第24話
「離せっ!!離せよっ!!」
「暴れんな。いい加減、殺すぞ」
男とその仲間達が、屈強な黒スーツの男達に捕まっていて、なんとか逃げようと藻掻いていた。
往生際が悪い奴らに、イライラしていた黒スーツ軍団。
そこへ……。
「権兵衛ーーっ!!」
怒号が辺り一帯に響き渡る。
「「「「「誰!!??」」」」」
「権兵衛って誰や、剛ーーっ!!」
追いかけてきたアリスが全力でツッコむ。
も、剛に追い付くことは出来ず…
「お前っ、さっきのっっ」
ゴッッ!!
「権兵衛ーーっ」
「いや、お前は名前知ってんだろうが」
「剛が、権兵衛って言うなら権兵衛で良いかなって」
追いかけて来た日比野のツッコミに、テヘッと笑って答える凪沙。
それはそれは美しい、誰もが見惚れるドロップキックだった。
剛を見て目を見開いた男の顔面に剛の両足の裏がめり込む。
捕まって羽交い絞めにされていたために後ろに倒れて威力を流すことも出来ず……モロにくらってしまった男は、白目を剥いて鼻血を噴き出した。
「うちの弟に何してくれとんじゃボケェッ!!!!」
ビリビリと空気が震える。
剛の表情と怒気に、男の仲間達はビビリ大人しくなった。
「剛……」
自分のことでこんなにも怒ってくれる剛を見て、凪沙は微笑む。
それで、あの男から受けた苦痛は癒やされたと感じた。
「やっぱ、良いわ。
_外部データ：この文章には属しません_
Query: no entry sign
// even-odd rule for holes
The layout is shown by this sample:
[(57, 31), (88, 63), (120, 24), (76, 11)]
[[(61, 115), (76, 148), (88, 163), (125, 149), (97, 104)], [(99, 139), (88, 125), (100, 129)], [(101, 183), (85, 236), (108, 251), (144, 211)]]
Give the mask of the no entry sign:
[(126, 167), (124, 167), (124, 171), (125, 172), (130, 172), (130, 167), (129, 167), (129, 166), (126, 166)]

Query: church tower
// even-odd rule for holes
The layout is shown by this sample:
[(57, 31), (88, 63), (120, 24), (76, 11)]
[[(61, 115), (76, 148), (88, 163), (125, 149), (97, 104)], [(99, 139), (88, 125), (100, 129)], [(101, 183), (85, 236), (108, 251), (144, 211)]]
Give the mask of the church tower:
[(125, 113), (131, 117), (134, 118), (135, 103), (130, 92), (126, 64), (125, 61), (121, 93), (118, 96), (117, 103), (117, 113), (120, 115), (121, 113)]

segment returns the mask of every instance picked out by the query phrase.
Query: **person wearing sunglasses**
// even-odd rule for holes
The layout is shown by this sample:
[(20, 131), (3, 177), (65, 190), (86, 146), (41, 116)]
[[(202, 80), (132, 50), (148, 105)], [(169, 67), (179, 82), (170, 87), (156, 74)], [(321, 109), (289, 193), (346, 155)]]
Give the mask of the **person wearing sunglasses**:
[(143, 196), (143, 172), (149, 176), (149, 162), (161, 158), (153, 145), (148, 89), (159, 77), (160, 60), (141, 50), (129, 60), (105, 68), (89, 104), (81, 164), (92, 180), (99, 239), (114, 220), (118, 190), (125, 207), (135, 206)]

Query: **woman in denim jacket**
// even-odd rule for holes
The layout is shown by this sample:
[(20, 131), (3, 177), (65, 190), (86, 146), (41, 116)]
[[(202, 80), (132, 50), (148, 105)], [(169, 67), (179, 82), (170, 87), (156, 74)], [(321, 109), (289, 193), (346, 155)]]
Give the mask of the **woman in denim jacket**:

欲しいわ」
「あ?」
嫌な予感にアリスの眉間に深いシワが寄り……
「僕ならいつでもOKですよ〜っ」
「お前じゃない」
両手を広げて、日比野の元に行こうとする凪沙。
凪沙の言うことをキッパリと否定して華麗に避ける日比野。
「剛だ」
「殺すぞ」
剛が欲しいと言う日比野に、アリスがゾッとするような低い声で言う……も。
「なんだ?ヤキモチか?お前も一緒で良いぞ」
アリスの殺気も通用せず、ニヤッと笑う日比野。
「人の話を聞けやっっ!!」
弟達には強いアリスも、日比野には手を妬くのであった……。